The film follows the life of an ordinary Mexican middle-class family in the early 1970s. Its central narrative thread is the story of a servant named Cleo. Roma is a profoundly measured film whose single climactic event is the massacre of student demonstrators.
Cold War / Zimna wojna
Year: 2018
Country: Poland
Director: Paweł Pawlikowski
The historical drama Cold War received an eighteen-minute standing ovation at Cannes and won the award for Best Director, as well as earning three Academy Award nominations. Pawlikowski tells the story of his own parents' lives: a musical director falls in love with a singer and attempts to persuade her to flee communist Poland for France.
Pawlikowski's films are always an interweaving of historical conflict and human relationships. This is a story of people divided by politics, borders, ideologies and temperament — an impossible love story set against the ruins of post-war Poland. Cold War is visually austere and restrained: black-and-white images, a classical 4:3 aspect ratio, and a single melody that recurs throughout the narrative.

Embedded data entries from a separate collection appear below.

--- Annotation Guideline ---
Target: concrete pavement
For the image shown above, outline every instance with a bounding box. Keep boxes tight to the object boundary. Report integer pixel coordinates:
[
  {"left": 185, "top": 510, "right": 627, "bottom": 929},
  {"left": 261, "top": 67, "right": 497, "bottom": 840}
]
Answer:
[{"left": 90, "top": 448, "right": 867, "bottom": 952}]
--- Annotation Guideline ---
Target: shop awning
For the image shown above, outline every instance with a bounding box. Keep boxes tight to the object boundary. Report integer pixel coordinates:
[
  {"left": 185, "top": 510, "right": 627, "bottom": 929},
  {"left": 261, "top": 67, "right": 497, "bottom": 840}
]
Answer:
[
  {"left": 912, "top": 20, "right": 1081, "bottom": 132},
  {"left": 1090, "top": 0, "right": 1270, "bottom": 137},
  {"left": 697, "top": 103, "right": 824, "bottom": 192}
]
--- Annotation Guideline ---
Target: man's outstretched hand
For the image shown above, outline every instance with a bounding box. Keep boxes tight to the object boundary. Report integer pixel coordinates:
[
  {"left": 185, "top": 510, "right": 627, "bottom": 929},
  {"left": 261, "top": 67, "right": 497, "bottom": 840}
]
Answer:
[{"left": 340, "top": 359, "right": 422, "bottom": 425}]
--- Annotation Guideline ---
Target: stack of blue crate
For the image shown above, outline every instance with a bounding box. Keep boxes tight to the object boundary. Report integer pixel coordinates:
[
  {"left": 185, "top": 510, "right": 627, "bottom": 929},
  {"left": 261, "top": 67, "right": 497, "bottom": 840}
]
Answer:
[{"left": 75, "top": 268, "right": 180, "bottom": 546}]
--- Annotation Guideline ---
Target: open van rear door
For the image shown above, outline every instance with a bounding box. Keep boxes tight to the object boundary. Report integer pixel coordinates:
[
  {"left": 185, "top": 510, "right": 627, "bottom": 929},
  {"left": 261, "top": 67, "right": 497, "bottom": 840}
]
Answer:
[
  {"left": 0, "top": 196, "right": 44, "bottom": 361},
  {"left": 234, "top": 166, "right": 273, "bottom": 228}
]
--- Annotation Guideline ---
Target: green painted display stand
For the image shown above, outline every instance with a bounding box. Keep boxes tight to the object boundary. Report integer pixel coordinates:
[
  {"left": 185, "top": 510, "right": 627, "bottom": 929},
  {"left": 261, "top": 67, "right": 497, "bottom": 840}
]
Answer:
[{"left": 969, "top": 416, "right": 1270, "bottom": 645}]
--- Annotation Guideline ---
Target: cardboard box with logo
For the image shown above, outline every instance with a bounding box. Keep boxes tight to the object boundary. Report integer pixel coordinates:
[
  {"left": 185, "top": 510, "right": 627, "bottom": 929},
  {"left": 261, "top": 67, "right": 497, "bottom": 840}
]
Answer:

A bonus for those who have read the selection all the way to the end.
The two greatest black-and-white films in the history of world cinema, according to the Losko editorial team:
L'Avventura / L'Avventura
Year: 1960
Country: Italy, France
Director: Michelangelo Antonioni
L'Avventura is a film about loneliness and inner emptiness that brought Antonioni worldwide acclaim and became the founding point of reference for European art-house cinema. It is the favourite film of director Andrei Zvyagintsev and, in Umberto Eco's words, the benchmark of a modern work open to countless interpretations.
Masculin féminin / Masculin féminin
Year: 1966
Country: France
Director: Jean-Luc Godard
A landmark film of the French New Wave, made by the legendary Jean-Luc Godard. A time capsule of the 1960s, charged with ideas about politics, pop culture and the tensions between the sexes. In the closing credits, Godard writes: "This film could have been called 'The Children of Marx and Coca-Cola.' Those who wish to understand will understand."